I've been busy-this time not with potty training, but with making arrangement for various upcoming travel.
I'm scheduled to give a series of talks in the coming weeks: on Thursday, in UNC Chapel Hill with Marty Rosenbluth; the Kessel Memorial Lecture in Minnesota State University on October the 18th, and then speak at the Norwegian Social Forum on October the 20 through the 22nd.
So last week I travelled to DC to apply for my Norwegian visa, which I got in a record two days (I figured the whole "this passport was issued pursuant to the Oslo Accords" line in it might help). I was also meeting with my colleagues in the new Aljazeera International bureau in Washington, arranging for a neat-and bold- project I'll be working on for them on my way to Gaza: a self-filmed "video diary" of the journey to Gaza, across Rafah, with Yousuf.
I've also been working on updating the Gaza section of a (fabulous) travel guide published by the Bethlehem-based Alternative Tourism Group. Its one of those kafkaesque type experiences, an exercise in the absurd.
I write about all of the wonderful experiences in Gaza, where to stay, what to do, and of course, an update on the humanitarian and political situation; yet as I write I realize in the back of my mind no one can GET IN to Gaza in the first place, unless they have a Gazan, Israeli-issued Palestinian ID or are UN staff or diplomats.
And if you try and get a permit through Israel, you are taken on a wild goose chase where, as in Alice's Wonderland, no one can provide you with clear answers and nothing is what it seems: We aren't responsible for Gaza, and therefore don't issue permits to travel there; yet we still occupy it and control its border-including what and who pass through there.

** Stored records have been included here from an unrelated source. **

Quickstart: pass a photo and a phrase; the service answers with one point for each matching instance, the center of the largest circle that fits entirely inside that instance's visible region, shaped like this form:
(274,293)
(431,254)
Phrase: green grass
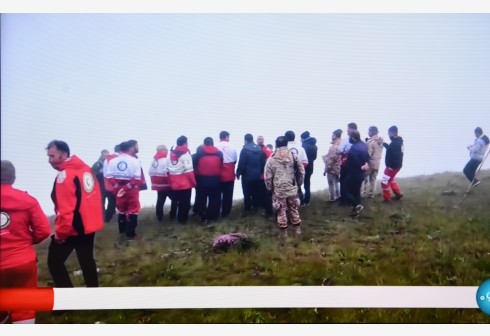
(425,239)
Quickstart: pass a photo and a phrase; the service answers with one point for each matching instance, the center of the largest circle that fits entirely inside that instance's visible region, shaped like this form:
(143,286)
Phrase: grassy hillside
(424,239)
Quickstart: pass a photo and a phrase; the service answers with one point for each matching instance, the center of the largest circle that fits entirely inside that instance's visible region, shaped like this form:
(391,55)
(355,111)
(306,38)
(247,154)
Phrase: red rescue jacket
(23,225)
(77,200)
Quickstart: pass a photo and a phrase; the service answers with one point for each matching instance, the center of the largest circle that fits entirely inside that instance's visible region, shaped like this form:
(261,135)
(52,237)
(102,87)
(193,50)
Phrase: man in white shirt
(227,173)
(124,175)
(300,154)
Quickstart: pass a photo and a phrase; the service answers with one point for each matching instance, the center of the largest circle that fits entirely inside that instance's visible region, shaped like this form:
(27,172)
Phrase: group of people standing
(352,166)
(271,179)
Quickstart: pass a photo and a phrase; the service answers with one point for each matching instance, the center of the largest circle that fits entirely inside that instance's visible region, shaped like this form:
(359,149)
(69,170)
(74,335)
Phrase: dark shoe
(358,209)
(398,197)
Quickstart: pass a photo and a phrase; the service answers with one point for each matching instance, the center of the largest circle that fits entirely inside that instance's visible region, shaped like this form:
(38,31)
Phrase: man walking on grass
(283,175)
(393,162)
(477,154)
(78,206)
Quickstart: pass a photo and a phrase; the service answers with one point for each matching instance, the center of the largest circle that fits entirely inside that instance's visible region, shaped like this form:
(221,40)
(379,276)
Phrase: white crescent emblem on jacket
(88,182)
(5,220)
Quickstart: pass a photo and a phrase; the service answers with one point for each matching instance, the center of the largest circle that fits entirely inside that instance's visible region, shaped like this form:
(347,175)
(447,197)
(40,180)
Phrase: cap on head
(352,126)
(223,135)
(305,135)
(7,171)
(182,140)
(373,130)
(161,148)
(393,130)
(281,141)
(208,141)
(355,136)
(290,136)
(60,146)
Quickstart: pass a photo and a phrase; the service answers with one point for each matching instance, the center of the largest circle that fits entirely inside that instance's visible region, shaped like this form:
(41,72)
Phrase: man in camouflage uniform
(283,176)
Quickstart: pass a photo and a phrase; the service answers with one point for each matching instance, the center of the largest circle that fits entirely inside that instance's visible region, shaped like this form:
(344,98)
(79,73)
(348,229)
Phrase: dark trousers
(208,202)
(111,206)
(352,189)
(252,194)
(59,252)
(226,197)
(161,198)
(343,176)
(182,200)
(470,169)
(307,184)
(266,199)
(127,224)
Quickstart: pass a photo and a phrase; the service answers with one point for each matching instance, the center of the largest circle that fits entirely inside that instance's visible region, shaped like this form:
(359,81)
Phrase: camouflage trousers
(286,210)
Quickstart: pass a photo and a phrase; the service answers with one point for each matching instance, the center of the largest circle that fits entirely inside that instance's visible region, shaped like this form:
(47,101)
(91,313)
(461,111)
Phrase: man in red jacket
(111,196)
(78,206)
(23,224)
(208,164)
(124,174)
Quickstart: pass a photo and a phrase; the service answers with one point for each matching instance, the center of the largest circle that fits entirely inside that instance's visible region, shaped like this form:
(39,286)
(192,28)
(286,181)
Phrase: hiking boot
(358,209)
(283,233)
(398,197)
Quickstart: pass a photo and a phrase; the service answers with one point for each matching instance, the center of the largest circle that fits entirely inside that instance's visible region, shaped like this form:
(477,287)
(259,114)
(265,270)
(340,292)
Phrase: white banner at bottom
(265,297)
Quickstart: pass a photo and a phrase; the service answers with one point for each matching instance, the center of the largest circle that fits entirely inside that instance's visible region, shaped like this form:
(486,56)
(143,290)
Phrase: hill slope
(424,239)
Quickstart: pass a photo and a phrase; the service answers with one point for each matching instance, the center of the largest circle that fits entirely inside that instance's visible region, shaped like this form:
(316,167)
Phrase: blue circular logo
(483,297)
(122,166)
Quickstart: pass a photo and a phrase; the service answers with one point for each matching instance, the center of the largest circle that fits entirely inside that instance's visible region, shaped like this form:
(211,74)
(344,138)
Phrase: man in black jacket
(250,168)
(393,162)
(309,144)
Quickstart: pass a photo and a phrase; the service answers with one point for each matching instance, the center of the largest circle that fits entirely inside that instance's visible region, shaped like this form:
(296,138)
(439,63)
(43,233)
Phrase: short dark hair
(7,172)
(355,135)
(305,135)
(60,145)
(132,143)
(281,141)
(124,146)
(373,129)
(182,140)
(290,136)
(352,126)
(223,135)
(208,141)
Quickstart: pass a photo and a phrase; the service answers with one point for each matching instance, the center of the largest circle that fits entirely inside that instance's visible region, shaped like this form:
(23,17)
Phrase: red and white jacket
(230,157)
(159,172)
(77,200)
(107,185)
(124,172)
(23,224)
(268,154)
(180,169)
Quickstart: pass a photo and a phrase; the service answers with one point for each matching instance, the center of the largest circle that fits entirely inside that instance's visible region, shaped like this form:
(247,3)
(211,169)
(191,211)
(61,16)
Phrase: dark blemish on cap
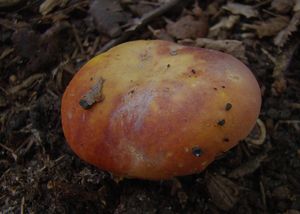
(197,151)
(84,104)
(221,122)
(131,91)
(226,140)
(228,106)
(173,52)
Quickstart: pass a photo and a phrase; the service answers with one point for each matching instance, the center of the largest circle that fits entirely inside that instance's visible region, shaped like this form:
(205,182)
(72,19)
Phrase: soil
(44,43)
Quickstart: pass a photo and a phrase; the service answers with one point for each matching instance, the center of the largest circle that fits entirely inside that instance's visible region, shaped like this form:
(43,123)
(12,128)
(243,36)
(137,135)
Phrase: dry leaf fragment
(48,5)
(188,27)
(269,27)
(223,192)
(93,96)
(107,16)
(283,35)
(233,47)
(226,23)
(248,167)
(241,9)
(282,6)
(9,3)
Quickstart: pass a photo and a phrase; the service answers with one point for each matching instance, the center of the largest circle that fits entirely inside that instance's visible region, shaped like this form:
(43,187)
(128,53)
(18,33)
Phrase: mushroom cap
(164,110)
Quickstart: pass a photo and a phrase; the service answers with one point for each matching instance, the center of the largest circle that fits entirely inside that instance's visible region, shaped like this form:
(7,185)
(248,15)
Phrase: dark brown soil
(39,54)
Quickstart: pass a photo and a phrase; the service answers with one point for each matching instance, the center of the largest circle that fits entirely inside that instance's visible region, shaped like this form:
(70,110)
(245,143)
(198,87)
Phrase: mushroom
(156,109)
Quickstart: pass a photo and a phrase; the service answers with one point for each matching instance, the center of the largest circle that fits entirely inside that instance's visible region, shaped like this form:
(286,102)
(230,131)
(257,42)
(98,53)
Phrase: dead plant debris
(44,43)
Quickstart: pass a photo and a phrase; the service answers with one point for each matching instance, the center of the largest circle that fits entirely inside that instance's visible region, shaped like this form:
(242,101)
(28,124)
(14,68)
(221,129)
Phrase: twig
(22,205)
(263,194)
(13,154)
(139,23)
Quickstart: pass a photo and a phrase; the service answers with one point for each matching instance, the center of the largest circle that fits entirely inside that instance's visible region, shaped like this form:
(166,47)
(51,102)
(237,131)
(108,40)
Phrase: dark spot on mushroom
(228,106)
(93,95)
(173,52)
(84,104)
(226,139)
(197,151)
(221,122)
(131,91)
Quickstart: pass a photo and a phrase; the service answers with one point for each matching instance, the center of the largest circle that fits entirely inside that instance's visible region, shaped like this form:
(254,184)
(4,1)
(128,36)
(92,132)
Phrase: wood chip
(188,27)
(223,192)
(48,5)
(269,27)
(241,9)
(248,167)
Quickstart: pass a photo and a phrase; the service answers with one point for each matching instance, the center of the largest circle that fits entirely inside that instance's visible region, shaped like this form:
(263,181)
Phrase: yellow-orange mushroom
(156,109)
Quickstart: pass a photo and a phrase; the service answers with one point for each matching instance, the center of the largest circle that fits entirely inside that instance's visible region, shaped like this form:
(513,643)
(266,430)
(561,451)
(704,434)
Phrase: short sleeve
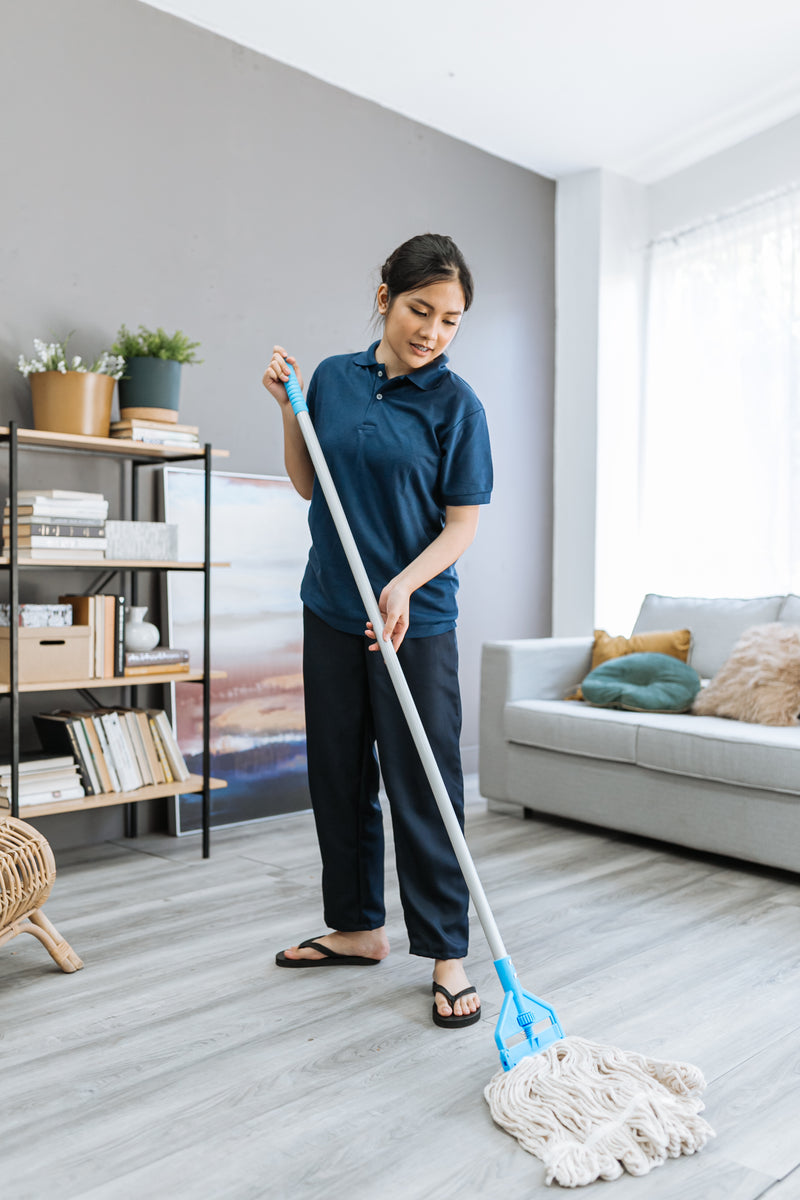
(465,475)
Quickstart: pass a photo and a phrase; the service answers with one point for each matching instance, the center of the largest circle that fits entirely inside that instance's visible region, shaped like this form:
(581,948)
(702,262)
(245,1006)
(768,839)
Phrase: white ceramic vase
(139,634)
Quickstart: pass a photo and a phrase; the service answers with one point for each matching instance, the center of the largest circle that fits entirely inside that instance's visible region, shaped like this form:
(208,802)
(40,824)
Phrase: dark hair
(427,258)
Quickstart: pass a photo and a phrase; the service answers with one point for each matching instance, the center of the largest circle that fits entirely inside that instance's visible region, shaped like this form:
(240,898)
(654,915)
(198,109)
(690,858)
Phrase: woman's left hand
(394,605)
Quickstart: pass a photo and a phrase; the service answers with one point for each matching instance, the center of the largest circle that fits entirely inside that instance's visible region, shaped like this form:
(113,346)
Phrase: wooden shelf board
(108,445)
(98,564)
(116,682)
(154,792)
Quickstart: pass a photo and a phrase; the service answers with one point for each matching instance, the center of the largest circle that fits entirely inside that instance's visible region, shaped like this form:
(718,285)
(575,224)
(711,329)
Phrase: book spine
(150,658)
(43,529)
(110,766)
(119,647)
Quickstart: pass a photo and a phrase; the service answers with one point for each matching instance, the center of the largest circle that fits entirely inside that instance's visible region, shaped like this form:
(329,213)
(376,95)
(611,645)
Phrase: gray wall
(156,173)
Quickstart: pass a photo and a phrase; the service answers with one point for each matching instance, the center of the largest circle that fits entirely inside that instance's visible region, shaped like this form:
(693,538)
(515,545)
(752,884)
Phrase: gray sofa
(707,783)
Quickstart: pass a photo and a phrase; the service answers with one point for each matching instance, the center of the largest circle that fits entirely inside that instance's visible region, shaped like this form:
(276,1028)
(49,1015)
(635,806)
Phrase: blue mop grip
(527,1024)
(294,393)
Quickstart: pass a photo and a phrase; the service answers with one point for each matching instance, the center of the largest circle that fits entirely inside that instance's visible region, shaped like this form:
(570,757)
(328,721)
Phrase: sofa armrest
(535,669)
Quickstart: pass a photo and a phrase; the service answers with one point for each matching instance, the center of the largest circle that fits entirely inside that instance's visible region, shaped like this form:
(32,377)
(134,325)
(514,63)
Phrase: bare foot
(370,943)
(451,975)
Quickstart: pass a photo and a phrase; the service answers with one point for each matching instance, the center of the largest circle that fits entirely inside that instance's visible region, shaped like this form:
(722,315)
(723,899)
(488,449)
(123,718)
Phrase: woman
(408,448)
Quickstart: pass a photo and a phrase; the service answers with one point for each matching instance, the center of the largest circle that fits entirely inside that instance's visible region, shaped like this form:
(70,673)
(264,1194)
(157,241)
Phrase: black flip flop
(331,958)
(452,1021)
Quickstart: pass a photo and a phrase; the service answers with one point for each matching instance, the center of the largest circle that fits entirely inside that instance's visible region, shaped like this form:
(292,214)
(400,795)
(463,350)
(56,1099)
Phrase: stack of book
(157,433)
(42,780)
(54,523)
(115,749)
(161,660)
(104,615)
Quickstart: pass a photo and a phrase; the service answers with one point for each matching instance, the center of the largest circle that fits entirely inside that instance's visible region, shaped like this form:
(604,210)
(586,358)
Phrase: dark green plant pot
(150,388)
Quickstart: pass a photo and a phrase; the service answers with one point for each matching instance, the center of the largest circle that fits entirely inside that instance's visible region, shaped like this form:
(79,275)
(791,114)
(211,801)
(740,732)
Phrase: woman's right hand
(277,373)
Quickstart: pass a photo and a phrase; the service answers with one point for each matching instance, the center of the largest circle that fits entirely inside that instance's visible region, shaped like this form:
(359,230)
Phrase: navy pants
(350,706)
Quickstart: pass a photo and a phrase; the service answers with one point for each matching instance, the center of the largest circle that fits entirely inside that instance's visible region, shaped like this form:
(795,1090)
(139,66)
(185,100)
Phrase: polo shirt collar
(425,377)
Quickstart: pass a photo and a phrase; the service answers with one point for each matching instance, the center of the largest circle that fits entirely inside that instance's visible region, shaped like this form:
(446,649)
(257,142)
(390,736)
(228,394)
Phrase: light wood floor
(182,1063)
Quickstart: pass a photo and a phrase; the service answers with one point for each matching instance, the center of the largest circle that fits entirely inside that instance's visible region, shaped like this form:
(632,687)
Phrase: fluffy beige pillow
(761,681)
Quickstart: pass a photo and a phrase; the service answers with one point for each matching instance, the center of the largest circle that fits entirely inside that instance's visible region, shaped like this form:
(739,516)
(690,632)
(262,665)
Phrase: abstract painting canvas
(258,737)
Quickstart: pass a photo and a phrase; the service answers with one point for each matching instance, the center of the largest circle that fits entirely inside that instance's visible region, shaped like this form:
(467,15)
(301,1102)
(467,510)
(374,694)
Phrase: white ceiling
(637,87)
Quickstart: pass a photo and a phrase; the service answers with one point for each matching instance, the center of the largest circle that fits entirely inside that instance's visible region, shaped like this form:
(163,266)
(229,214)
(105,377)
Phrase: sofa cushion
(714,748)
(715,624)
(570,727)
(761,681)
(643,683)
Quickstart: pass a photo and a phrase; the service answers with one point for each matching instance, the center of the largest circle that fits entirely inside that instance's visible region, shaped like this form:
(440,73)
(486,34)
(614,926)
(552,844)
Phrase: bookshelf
(138,455)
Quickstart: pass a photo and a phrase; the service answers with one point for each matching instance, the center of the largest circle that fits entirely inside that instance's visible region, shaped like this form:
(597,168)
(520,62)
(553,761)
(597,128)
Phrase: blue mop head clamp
(527,1024)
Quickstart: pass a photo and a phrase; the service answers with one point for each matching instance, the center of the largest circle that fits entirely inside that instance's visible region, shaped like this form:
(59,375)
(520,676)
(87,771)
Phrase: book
(78,556)
(60,543)
(139,423)
(106,783)
(55,493)
(100,730)
(157,654)
(160,750)
(83,523)
(38,616)
(65,793)
(50,529)
(30,784)
(157,669)
(56,732)
(149,745)
(32,766)
(124,762)
(156,437)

Yet I continue to write anyway, and with conviction at that; Yassine thinks its an exercise in defiance to the occupation, to the political status quo. I think I agree.
Its the same sort of experience I go through when I read about various restaurants or travel agents in the West Bank or East Jerusalem in the al-Quds daily paper: its not physically possible, yet everyone likes to pretend it is. I think its part of trying to psychologically imagine create a reality other than the one imposed upon us.
So in a nutshell, that's what I've been up to. That and fasting Ramadan of course, which is simply not the same as it was in Gaza, where stores fill up with Eid candies, dried fruits and nuts, and other Ramadan staples faster than you can say "bismillah". That, and Atayif stations on every corner. mmm.
But of course there is a black shadow cast over Gaza this Ramadan,quite literally. My neibhour told me today they went 24 hours with no electricity in Gaza City, with generators overburden the limited supply they have. And its bound to continue like this for a while. I'm anxious to get back to tell you more, firsthand.